There are times when only the phrase "what a bloody nerve" will do. Cast your mind back, faithful reader, to the great Broadband outage of 2008. Virgin Media responded with little more than a "are we bovvered" when I rang to complain. 4 days I had to wait for an engineer. 4 days! The customer service manager promised to call me back with an update but never did. The whole thing sucked big time. As we are moving house, it was a good excuse to give Virgin the finger and cancel the account, which I have. When I rang to cancel I was immediately offered £20 a month off my bill which I refused, because if they can do it now why didn't they always offer a cheaper service. And look what arrived today.

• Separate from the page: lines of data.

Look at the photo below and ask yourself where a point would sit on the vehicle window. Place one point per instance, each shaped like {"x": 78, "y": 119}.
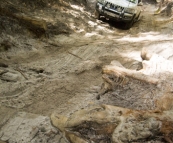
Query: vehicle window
{"x": 133, "y": 1}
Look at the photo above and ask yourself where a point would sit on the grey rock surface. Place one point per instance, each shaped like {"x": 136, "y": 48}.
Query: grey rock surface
{"x": 30, "y": 128}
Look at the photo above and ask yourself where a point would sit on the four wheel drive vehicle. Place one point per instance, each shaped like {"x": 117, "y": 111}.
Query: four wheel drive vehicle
{"x": 127, "y": 11}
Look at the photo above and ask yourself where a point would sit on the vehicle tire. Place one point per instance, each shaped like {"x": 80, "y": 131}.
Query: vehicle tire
{"x": 97, "y": 14}
{"x": 137, "y": 18}
{"x": 129, "y": 24}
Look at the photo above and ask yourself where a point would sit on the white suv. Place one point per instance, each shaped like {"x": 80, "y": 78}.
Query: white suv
{"x": 120, "y": 10}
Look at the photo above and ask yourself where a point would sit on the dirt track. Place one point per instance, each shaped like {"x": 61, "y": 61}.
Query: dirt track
{"x": 63, "y": 72}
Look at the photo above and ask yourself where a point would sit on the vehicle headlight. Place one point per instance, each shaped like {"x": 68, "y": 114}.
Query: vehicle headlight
{"x": 101, "y": 1}
{"x": 129, "y": 10}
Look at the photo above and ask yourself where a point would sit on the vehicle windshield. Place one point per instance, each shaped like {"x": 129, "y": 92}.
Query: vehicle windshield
{"x": 133, "y": 1}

Aww, a cutesy little Virgin eye mask, and a glossy brochure telling me that I can change my mind, and everything will be better. Cheaper. Faster. It just confirms even more that I was right to cancel. If they went to half the effort with existing customers as they do trying to stop people leaving maybe they wouldn't need glossy brochures. It costs a lot more to attract new customers than keep current ones, and Virgin really should pay some attention to that. When you ring to report a fault, you go to a call centre in India. When you ring to cancel, you go through to Glasgow.

To top it off, a letter arrived addressed to "The lucky new occupier" which made me suspicious. It was a 'welcome pack' from Virgin saying hi and good luck in your new home which is already supplied with Virgin Media. That's going in the bin, next to the eye mask. Sleep on it? No thanks.